Queensland Police Commissioner Katarina Carroll says a damning report into police culture and failures in responses to domestic violence is a “dark day” for the service and has pleaded with the community to have “faith” in her leadership.

Commissioner Carroll has the backing of Premier Annastacia Palaszczuk to stay in her job, despite 78 recommendations made by Judge Deborah Richards in her report following a three-month Commission of Inquiry into police handling of domestic and family violence.

The report, released by the premier on Monday, found that a “failure of the leadership” had allowed a toxic culture of sexism, misogyny and racism to fester in the police service for years.

Speaking to ABC Radio Brisbane on Tuesday morning, Commissioner Carroll said the report drew a “line in the sand” and she was committed to fast-tracking reforms that were interrupted during the pandemic.

“I ask that you have faith in us … that we will deliver this, and as a result you will get not only an organization that is reforming or reformed, but will transform,” she said.

Commissioner Carroll reiterated an apology to those affected by the entrenched failures.

“Victims internally and externally have been let down, and I have apologized and I’ll apologize again for letting those people down,” she said.

Commissioner Carroll welcomed the short timeframes set out in the report for the implementation of many of the 78 recommendations. She said the deadlines of six or 12 months would allow her to “hone in” on needed reforms with the support of an additional $100 million committed by the premier.

Union rejects integrity unit

Queensland Police Union president Ian Leavers agreed with most of the recommendations, except for those 68 to 73, which related to the state government establishing an independent integrity unit.

“What we do have is the Crime and Corruption Commission (CCC), which is a standing royal commission … and they have a role to play,” he said.

Ian Leavers speaks to the press.
Queensland Police Union president Ian Leavers.(ABC News: Buzz Ruddick)

Mr Leavers said the discipline system already in place is “good” but has been “maladministered”.

“Some people have been asleep at the wheel, so don’t throw the baby out with the bathwater,” he said.

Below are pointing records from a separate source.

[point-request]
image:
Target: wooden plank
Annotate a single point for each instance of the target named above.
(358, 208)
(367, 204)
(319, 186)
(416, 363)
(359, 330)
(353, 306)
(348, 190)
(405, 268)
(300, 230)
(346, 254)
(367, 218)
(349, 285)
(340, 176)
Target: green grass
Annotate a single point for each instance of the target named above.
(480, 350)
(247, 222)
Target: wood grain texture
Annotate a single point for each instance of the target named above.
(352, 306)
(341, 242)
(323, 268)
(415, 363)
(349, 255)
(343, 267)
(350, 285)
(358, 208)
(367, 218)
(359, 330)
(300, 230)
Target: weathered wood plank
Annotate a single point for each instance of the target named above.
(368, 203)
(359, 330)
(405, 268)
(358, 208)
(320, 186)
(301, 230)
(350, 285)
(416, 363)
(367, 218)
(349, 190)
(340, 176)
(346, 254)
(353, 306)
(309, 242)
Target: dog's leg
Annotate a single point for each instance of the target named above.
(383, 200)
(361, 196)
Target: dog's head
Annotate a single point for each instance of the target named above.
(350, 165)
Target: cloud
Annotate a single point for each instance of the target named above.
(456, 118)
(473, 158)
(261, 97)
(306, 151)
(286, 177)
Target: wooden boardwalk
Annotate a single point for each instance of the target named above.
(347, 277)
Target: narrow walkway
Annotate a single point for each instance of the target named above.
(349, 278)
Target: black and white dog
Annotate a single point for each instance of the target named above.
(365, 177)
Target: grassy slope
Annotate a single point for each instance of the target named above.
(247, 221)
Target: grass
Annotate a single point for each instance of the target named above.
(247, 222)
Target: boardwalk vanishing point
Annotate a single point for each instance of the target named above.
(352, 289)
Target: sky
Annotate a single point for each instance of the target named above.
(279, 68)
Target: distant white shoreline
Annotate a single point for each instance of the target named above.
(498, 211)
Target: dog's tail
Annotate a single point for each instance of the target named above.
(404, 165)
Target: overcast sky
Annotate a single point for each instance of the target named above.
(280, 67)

Mr Leavers said the police officers who were doing the wrong thing had no place in the service.

“The misogynist, the sexist behavior and the racism, there is no place for them in the police,” he said.

“But what I will say for the 98 percent of police who are doing a great job each and every day, the commissioner needs to come out and back them because it’s been left wanting.

“And that’s the feeling among the police across the state of Queensland.”

The CCC released a statement saying the success of the proposed integrity unit would be “dependent on several factors” but would “require all stakeholders to work effectively together”.

“It is critical moving forward that there is a focus on building confidence and trust in the handling of police complaints for both the community and the police,” the statement said.

Leadership is responsible, AG says

Attorney-General Shannon Fentiman told ABC Radio Brisbane that she, the police commissioner, the premier, and Police Minister Mark Ryan all took responsibility for the report’s scathing findings.

No police officer or minister has resigned or been sacked over the findings.

“The culture that exists within the Queensland Police Service is obviously something that has happened over decades,” Ms Fentiman said.

“The responsibility now for ministers and the premier and the cabinet is to make sure that these recommendations from the commission of inquiry – that will transform this service – are implemented and are funded.”

‘It’s racism’: Former commissioner

In responding to the report, former Aboriginal Torres Strait Islander social justice commissioner Mick Gooda said “every time we call out racism, anywhere, we’re told we’re wrong”.

“We’ve known in our hearts that it’s racism and here is a report here confirming that,” he said.

Mick Gooda
Mick Gooda believes Commissioner Carroll is the right person to bring reform to the Queensland Police Service.(AAP: Alan Porritt)

In response to Mr Leavers’ remark that 98 per cent of the police were doing the right thing, Mr Gooda said the police union needed to stand with those police officers and call out the bad behaviour.